Après des décennies d'isolement de l'Irak, l'Arabie saoudite engage enfin son voisin du nord. Les Saoudiens ont été très réticents à accepter un gouvernement dirigé par des chiites en Irak. Le principal passage frontalier d'Arar a finalement été ouvert le mois dernier, après une fermeture de 30 ans datant de l'invasion irakienne du Koweït. Le récent cycle d’engagement des Saoudiens remonte à 2015, date à laquelle ils ont envoyé tardivement un ambassadeur à Bagdad, après avoir interrompu leurs relations 25 ans auparavant. Le ministre saoudien des Affaires étrangères s'est rendu dans la capitale irakienne en 2017, la première d'un haut responsable depuis que l'ambassadeur saoudien aux États-Unis, le prince Bandar, s'est rendu au début de 1990. Les Saoudiens ont ouvert un consulat à Bassorah en 2019. L'ouverture du poste-frontière d'Arar est la plus importante pas vers la normalisation des relations depuis la chute de Saddam Hussein.

Avant 2015, cependant, les Saoudiens ont raté une occasion cruciale de s'engager avec les Irakiens – une occasion manquée qui a profité à l'Iran. Au cours de l'été 2006, le Premier ministre irakien Nouri al-Maliki, ayant obtenu le poste de premier ministre irakien quelques mois auparavant, s'est rendu dans le royaume et a rencontré le roi Abdallah. Abdallah a conclu après la seule réunion que Maliki et son gouvernement étaient des comparses de l'Iran. On ne pouvait pas leur faire confiance. Il a décidé de ne pas s'engager davantage. Ce faisant, Abdullah a renforcé la mauvaise décision américaine d'envahir l'Irak par une mauvaise décision saoudienne de ne pas aider à stabiliser son voisin.

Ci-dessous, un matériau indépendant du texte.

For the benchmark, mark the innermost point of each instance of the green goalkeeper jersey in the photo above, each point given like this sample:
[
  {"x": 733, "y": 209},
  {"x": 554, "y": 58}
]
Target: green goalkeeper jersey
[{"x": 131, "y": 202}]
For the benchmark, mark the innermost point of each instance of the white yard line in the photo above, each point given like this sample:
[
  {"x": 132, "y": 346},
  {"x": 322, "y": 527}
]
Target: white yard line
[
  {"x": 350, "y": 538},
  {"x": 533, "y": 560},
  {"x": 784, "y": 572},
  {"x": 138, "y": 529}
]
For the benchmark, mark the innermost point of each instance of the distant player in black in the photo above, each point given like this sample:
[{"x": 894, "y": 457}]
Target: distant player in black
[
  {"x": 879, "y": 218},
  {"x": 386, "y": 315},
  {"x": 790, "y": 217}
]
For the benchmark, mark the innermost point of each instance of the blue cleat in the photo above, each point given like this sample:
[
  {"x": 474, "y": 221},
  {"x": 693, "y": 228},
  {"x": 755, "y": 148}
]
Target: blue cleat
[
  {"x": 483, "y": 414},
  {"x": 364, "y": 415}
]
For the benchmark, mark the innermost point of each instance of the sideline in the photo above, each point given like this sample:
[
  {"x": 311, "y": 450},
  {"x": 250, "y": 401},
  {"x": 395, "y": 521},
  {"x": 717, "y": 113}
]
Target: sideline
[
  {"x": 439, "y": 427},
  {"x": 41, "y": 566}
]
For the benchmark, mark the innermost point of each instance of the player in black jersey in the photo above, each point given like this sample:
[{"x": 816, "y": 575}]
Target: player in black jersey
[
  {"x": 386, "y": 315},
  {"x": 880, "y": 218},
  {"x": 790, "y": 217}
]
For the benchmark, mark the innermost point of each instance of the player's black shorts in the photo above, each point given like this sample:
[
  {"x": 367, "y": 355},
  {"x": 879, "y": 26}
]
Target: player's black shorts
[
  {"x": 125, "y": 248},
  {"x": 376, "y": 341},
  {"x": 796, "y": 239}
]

Aujourd'hui, Maliki est largement considérée comme un allié puissant de l'Iran. Ce point de vue est trompeur. Maliki n'était pas un modèle de vertu – en tant que Premier ministre, il était autoritaire et prenait souvent des positions très sectaires – mais il était et est avant tout un nationaliste irakien. De plus, en tant que Premier ministre, Maliki a cherché à réintégrer l'Irak dans le giron arabe et à suivre une voie indépendante de l'Iran. En effet, le voyage de Maliki en Arabie saoudite en 2006 – son premier voyage à l’étranger en tant que Premier ministre – a été un signe de son désir de rétablir la place qui lui revient dans le monde arabe.

Pendant des années par la suite, Maliki et d'autres hauts responsables de son gouvernement ont tenté d'ouvrir une ouverture sur l'Arabie saoudite, mais le roi Abdallah n'a jamais reconsidéré sa décision de les isoler. En 2012, Bagdad a accueilli un sommet arabe auquel Riyad a envoyé une délégation junior dans un camouflet royal. D'autres États arabes ont également envoyé des représentants juniors. Pas plus tard qu'en 2013, Maliki et d'autres responsables irakiens ont fait des efforts pour s'engager. L’attitude des Saoudiens à l’égard de l’Iraq était sensiblement différente de celle des autres voisins arabes de l’Iraq. Des États arabes comme l'Égypte, les Émirats arabes unis et la Jordanie ont commencé à s'engager de manière significative avec l'Irak à la fin des années 2000. Mais sans engagement saoudien, les autres Arabes comptaient peu à Bagdad.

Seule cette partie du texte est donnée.